Last night, I went to my most favorite place on earth (EDSA Shrine), sat infront of the altar and cried. I didn’t even have to say anything, the tears all just started falling down. I am beginning to feel the pain more and more each day. Maybe because of the fact that I am asking myself what I have done to experience all of that. I don’t know. I always believe that there is always a reason for everything. There is a reason why I have grown apart from some people I have learned to love the way that there is a reason why the stars are not visible in the morning. I’ve cried my heart out last night and it felt really good. It felt good because I finally was able to talk to Him and I didn’t really have to utter a word. He knew right away the moment I entered into His house, to our home.
But I must admit that right now I still feel really bad. There is this hole inside my heart and yet, ironically, it’s so heavy that it’s running in circles, my heart. Questioning what I have done wrong. Why. How. When. But I guess the most painful thing really is not knowing the answers to all of them. I think asking is easier, though also painful, it is harder to live day by day, not knowing why it has come to this.
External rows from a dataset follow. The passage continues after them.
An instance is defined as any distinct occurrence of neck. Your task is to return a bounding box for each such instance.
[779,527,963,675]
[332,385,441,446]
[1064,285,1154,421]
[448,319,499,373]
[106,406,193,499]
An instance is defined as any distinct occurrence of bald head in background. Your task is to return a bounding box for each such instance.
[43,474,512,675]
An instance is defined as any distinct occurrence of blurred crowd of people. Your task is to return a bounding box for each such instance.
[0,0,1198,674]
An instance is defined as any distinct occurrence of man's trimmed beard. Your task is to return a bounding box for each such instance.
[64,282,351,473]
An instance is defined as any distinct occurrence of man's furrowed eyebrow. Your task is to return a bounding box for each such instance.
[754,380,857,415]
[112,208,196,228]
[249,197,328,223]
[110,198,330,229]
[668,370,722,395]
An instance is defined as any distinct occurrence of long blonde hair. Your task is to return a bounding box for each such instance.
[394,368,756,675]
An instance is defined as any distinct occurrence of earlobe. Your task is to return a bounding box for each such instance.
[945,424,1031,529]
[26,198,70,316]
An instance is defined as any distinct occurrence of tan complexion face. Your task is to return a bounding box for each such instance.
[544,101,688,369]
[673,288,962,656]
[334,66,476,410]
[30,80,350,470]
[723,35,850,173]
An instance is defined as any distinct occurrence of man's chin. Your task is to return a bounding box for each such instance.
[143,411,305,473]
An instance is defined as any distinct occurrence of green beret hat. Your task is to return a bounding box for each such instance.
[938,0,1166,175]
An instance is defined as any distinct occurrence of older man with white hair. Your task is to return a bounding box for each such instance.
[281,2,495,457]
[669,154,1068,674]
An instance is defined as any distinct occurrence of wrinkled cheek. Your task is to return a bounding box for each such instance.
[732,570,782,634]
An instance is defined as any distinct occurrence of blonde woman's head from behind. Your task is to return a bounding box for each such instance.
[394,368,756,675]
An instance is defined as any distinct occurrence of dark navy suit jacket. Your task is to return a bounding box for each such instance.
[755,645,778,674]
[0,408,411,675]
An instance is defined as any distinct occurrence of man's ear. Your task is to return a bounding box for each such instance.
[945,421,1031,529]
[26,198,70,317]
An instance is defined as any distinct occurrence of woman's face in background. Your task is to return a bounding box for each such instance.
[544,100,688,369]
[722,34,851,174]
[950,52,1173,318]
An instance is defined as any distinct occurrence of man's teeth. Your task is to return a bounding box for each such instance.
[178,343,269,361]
I guess, I just really want to have a happy Christmas. I don’t understand why this has to happen and why it has to be like this, but I am hoping that one day everything will be okay, and be like it was. I am just confident that I know in my heart, and I believe God knows, too, that I DIDN’T DO ANYTHING WRONG TO ANYONE. I am not that kind of person. I just want everything to be okay. I want all the broken relationships to be fixed (hoping it’s possible) and my heart to be healed. I never used and never will I use God’s name in vain. I am speaking with all honesty as I think I deserve to be heard, too.
It’s just that… words are not enough, tears aren’t, too, but atleast they clear my eyes from being blind.